Portugal doesn’t require Greek remedy for now
By Neil Unmack
The author is a Reuters Breakingviews columnist. The opinions expressed are his own.
Portugal can avoid becoming a new Greece. There’s a strong likelihood that Lisbon won’t be able to fund itself on financial markets in the second half 2013 – contrary to the timetable agreed in the country’s May 2011 bailout plan. Yet when it turns to its euro zone partners for help, there’s a chance Portugal won’t have to force losses on its private creditors, like Greece did. Still, no one can rule out a worsening of the economic outlook that would tip it into Greek territory.
Euro zone governments have some reasons to agree to a second bailout without restructuring. So far the Portuguese government is doing a good job. It cut its budget deficit by 3.5 percentage points last year, and the International Monetary Fund reckons its 4 percent target this year is within reach. Other euro zone governments, like Spain, are struggling. A Portuguese debt restructuring would make a Spanish one more likely by stoking contagion fears. Portugal has a lower deficit than Spain, and lower government debt-to-GDP than Italy. Furthermore, Greek-style pain would break the taboo that euro governments and the ECB tried to put in place when they swore that the Greek private sector involvement would remain an exception.
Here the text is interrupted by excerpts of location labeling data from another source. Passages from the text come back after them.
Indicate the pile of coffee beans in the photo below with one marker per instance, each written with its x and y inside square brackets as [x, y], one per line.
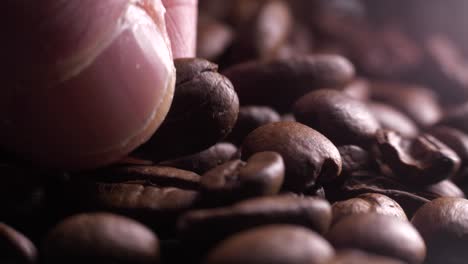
[306, 131]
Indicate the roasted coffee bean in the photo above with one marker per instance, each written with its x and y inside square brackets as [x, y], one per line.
[288, 79]
[367, 203]
[358, 89]
[379, 234]
[418, 102]
[203, 112]
[250, 118]
[274, 244]
[22, 197]
[420, 161]
[456, 117]
[215, 224]
[458, 142]
[360, 257]
[213, 38]
[204, 161]
[391, 119]
[308, 155]
[153, 195]
[263, 34]
[443, 223]
[100, 237]
[441, 189]
[261, 175]
[354, 159]
[15, 248]
[342, 119]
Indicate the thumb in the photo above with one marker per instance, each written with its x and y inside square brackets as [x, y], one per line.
[84, 81]
[181, 21]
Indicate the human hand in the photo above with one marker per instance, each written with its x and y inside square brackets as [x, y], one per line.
[84, 81]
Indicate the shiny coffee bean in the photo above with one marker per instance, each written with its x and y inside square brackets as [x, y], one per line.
[308, 155]
[358, 89]
[361, 257]
[391, 119]
[153, 195]
[100, 237]
[204, 161]
[250, 118]
[445, 188]
[420, 161]
[288, 79]
[203, 112]
[367, 203]
[419, 103]
[261, 175]
[456, 117]
[458, 142]
[213, 38]
[215, 224]
[443, 223]
[342, 119]
[379, 234]
[274, 244]
[15, 248]
[354, 159]
[263, 34]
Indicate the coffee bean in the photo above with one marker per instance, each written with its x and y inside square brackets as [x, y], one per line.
[100, 237]
[203, 112]
[204, 161]
[391, 119]
[213, 37]
[354, 159]
[287, 79]
[360, 257]
[420, 161]
[358, 89]
[215, 224]
[151, 194]
[309, 157]
[272, 244]
[418, 102]
[444, 188]
[250, 118]
[458, 142]
[456, 117]
[367, 203]
[443, 223]
[379, 234]
[15, 248]
[342, 119]
[261, 175]
[262, 35]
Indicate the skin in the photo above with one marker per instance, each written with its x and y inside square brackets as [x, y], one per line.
[58, 123]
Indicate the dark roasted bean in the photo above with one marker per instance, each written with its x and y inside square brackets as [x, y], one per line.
[342, 119]
[250, 118]
[420, 161]
[102, 238]
[443, 223]
[215, 224]
[203, 112]
[367, 203]
[392, 119]
[308, 155]
[379, 234]
[275, 244]
[261, 175]
[204, 161]
[15, 248]
[287, 79]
Still, the country’s finances are in a fragile situation. Rising bank losses and contingent liabilities for state-owned companies could push up government debt. Austerity may prove self-defeating in the context of serious private-sector deleveraging – something the IMF worries about. Finally, the Portuguese people may reject seemingly endless austerity, especially if the structural reforms enacted by the government take too long to generate positive economic results.
If the choice is made to restructure the country’s debt in 2013 or afterwards, there will be some logic in doing it quickly. Portugal has about 107 billion euros of debt that could be haircut, equivalent to roughly 63 percent of 2013’s forecast GDP. That comes down to 49 percent if the ECB’s estimated 23 billion euros of Portuguese sovereign bonds are excluded. Another 33 billion euros of bonds come due between 2013 and 2015, reducing the haircuttable debt as time goes by. The longer Portugal waits, the smaller the benefit of a restructuring, or the more brutal it will have to be.